The focal point for the investment will be a new manufacturing plant at Geismar in Louisiana, US, which will be operational in 2016 and make HFO-1234yf. Honeywell says that HFO-1234yf has a global warming potential (GWP) that is 99% lower than HFC-134a, the current industry standard. GWP is measure of how much heat a gas traps in the atmosphere relative to carbon dioxide.
‘Demand for HFO-1234yf is increasing around the world in response to concerns about greenhouse gas emissions and the need to comply with the Mobile Air Conditioning (MAC) Directive in Europe and Corporate Average Fuel Economy (CAFE) regulations in the US,’ said Andreas Kramvis, head of the performance materials and technologies division at Honeywell.
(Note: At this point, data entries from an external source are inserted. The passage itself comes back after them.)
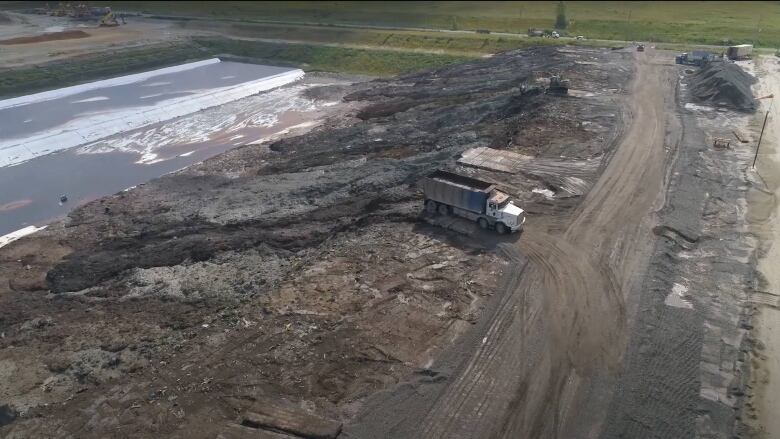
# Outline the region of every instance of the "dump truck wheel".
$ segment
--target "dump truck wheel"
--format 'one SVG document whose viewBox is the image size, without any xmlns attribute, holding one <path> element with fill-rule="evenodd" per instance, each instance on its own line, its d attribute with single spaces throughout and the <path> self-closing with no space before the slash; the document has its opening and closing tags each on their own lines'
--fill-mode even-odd
<svg viewBox="0 0 780 439">
<path fill-rule="evenodd" d="M 477 224 L 479 224 L 479 228 L 481 229 L 487 229 L 488 228 L 488 222 L 485 218 L 480 218 L 477 220 Z"/>
<path fill-rule="evenodd" d="M 505 226 L 504 223 L 497 223 L 496 232 L 504 235 L 506 233 L 509 233 L 509 227 Z"/>
<path fill-rule="evenodd" d="M 450 208 L 446 204 L 439 204 L 439 213 L 441 215 L 449 215 Z"/>
<path fill-rule="evenodd" d="M 436 202 L 433 200 L 428 200 L 425 202 L 425 210 L 428 211 L 428 213 L 436 213 Z"/>
</svg>

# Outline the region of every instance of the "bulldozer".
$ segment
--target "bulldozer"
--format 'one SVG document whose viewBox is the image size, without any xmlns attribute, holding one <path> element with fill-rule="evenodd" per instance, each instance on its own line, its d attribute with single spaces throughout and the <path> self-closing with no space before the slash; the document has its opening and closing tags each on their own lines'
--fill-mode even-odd
<svg viewBox="0 0 780 439">
<path fill-rule="evenodd" d="M 550 85 L 547 86 L 547 94 L 565 95 L 569 93 L 569 80 L 560 75 L 550 77 Z"/>
</svg>

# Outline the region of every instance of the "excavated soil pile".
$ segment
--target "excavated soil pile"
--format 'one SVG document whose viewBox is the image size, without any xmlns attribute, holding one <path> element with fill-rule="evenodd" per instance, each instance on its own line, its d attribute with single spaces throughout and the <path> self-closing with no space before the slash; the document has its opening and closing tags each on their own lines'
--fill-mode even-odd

Car makers are embracing HFO-1234yf for air-conditioning units as a result of EU legislation requiring all new vehicles sold in the EU after 1 January 2017 to use only refrigerants with GWPs below 150.
But the gas has a controversial history in the chemical industry. Honeywell and DuPont own most of the relevant patents, and in 2011 the EU opened an investigation focusing on whether the two companies were breaking competition rules by unfairly witholding manufacturing licences.